Gli aspetti che si ritiene di dover chiarire riguardano in
particolare:
A. Esistenza di «interferenze» e il conseguente obbligo di
redazione del DUVRI;
B. Valutazione dei costi della sicurezza;
C. Costi della sicurezza da non assoggettare a ribasso.
A. Esistenza di «interferenze» e il conseguente obbligo di redazione
del DUVRI
Il DUVRI si configura quale adempimento derivante dall’obbligo,
previsto dal novellato art. 7, comma 3, del decreto legislativo n.
626/1994, del datore di lavoro committente di promuovere la
cooperazione e il coordinamento tra lo stesso e le imprese
appaltatrici e/o i lavoratori autonomi. Si tratta di un documento da
redigersi a cura delle stazioni appaltanti e che deve dare
indicazioni operative e gestionali su come superare uno dei maggiori
ostacoli alla prevenzione degli incidenti nei luoghi di lavoro e nei
cantieri: l’interferenza».
Si parla di interferenza nella circostanza in cui si verifica un
«contatto rischioso» tra il personale del committente e quello
dell’appaltatore o tra il personale di imprese diverse che operano
nella stessa sede aziendale con contratti differenti.
In linea di principio, occorre mettere in relazione i rischi
presenti nei luoghi in cui verra’ espletato il servizio o la
fornitura con i rischi derivanti dall’esecuzione del contratto.
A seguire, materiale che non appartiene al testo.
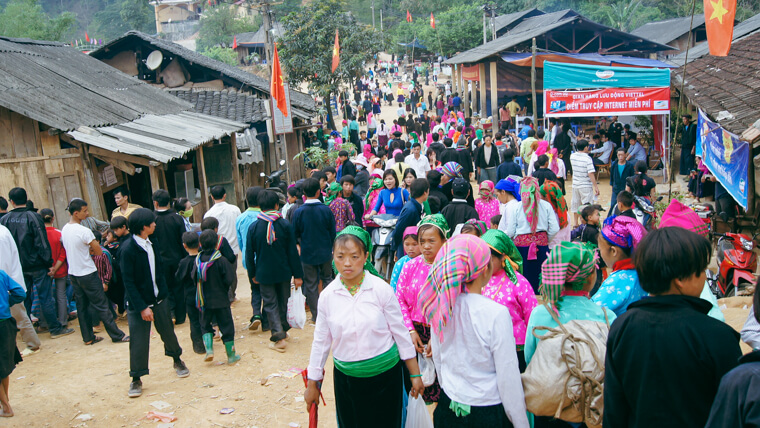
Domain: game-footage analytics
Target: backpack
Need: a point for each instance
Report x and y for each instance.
(565, 377)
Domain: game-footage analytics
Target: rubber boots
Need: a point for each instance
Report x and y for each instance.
(232, 357)
(208, 342)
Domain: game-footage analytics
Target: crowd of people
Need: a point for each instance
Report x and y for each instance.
(478, 279)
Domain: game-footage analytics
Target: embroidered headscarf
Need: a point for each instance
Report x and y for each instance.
(459, 261)
(569, 264)
(437, 220)
(502, 244)
(452, 169)
(624, 232)
(486, 190)
(552, 193)
(529, 197)
(363, 236)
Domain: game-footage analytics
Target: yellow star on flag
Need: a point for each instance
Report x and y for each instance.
(718, 10)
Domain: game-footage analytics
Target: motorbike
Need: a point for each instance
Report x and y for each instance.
(381, 240)
(737, 263)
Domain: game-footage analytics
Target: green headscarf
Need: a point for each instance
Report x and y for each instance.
(363, 236)
(437, 220)
(333, 191)
(502, 244)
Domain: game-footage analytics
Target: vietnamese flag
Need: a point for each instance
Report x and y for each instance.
(719, 23)
(336, 53)
(277, 88)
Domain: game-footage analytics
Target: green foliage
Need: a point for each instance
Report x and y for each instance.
(25, 18)
(219, 24)
(225, 55)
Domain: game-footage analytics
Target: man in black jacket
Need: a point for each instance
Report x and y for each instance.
(168, 238)
(28, 230)
(145, 285)
(272, 262)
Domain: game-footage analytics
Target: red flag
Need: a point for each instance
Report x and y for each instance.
(719, 23)
(336, 52)
(276, 86)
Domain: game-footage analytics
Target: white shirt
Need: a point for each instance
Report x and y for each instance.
(420, 166)
(518, 221)
(10, 261)
(76, 240)
(476, 364)
(582, 166)
(148, 247)
(359, 327)
(226, 214)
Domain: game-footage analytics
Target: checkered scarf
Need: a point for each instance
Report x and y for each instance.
(459, 261)
(569, 264)
(528, 190)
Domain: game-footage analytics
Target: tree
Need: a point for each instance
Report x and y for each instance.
(25, 18)
(219, 24)
(307, 44)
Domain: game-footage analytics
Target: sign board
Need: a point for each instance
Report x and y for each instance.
(726, 156)
(607, 102)
(560, 75)
(282, 124)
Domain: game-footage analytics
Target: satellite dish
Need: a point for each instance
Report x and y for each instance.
(154, 60)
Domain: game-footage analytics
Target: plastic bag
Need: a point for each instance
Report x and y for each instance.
(416, 414)
(427, 369)
(296, 308)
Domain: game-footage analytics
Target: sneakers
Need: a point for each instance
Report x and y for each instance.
(181, 369)
(255, 323)
(135, 389)
(61, 333)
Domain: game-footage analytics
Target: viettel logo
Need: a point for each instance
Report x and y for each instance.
(605, 74)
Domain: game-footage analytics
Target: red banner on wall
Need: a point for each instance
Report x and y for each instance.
(607, 102)
(471, 72)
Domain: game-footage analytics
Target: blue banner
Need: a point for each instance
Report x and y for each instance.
(561, 76)
(725, 155)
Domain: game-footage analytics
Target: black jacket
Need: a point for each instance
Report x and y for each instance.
(219, 277)
(458, 212)
(168, 236)
(665, 359)
(136, 277)
(276, 263)
(738, 401)
(28, 230)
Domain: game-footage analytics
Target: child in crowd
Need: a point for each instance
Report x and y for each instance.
(183, 277)
(213, 278)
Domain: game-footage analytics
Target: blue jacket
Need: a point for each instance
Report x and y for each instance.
(314, 227)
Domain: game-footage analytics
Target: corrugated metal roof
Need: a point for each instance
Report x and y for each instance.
(539, 25)
(63, 88)
(668, 30)
(298, 99)
(161, 138)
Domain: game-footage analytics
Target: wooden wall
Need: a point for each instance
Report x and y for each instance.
(33, 159)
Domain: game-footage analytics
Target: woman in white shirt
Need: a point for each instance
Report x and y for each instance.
(472, 342)
(532, 225)
(360, 320)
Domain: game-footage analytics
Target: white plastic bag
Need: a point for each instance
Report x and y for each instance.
(416, 414)
(427, 369)
(296, 308)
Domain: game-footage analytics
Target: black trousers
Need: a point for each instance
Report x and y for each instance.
(139, 341)
(480, 416)
(91, 297)
(223, 318)
(275, 298)
(373, 402)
Le Stazioni appaltanti hanno come unico riferimento per la
redazione del DUVRI l’art. 7 del citato decreto legislativo n.
626/1994 riguardante i contratti di appalto o contratti d’opera, che
non fornisce indicazioni di dettaglio sulle modalita’ operative per
la sua redazione.
Dal dettato normativo, tuttavia, discende che il DUVRI deve essere
redatto solo nei casi in cui esistano interferenze. In esso, dunque,
non devono essere riportati i rischi propri dell’attivita’ delle
singole imprese appaltatrici o dei singoli lavoratori autonomi, in
quanto trattasi di rischi per i quali resta immutato l’obbligo
dell’appaltatore di redigere un apposito documento di valutazione e
di provvedere all’attuazione delle misure necessarie per ridurre o
eliminare al minimo tali rischi.
In assenza di interferenze non occorre redigere il DUVRI; tuttavia
si ritiene necessario indicare nella documentazione di gara (bandi,
inviti e richieste di offerta) che l’importo degli oneri della
sicurezza e’ pari a zero. In tal modo, infatti, si rende noto che la
valutazione dell’eventuale esistenza di interferenze e’ stata
comunque effettuata, anche se solo per escluderne l’esistenza.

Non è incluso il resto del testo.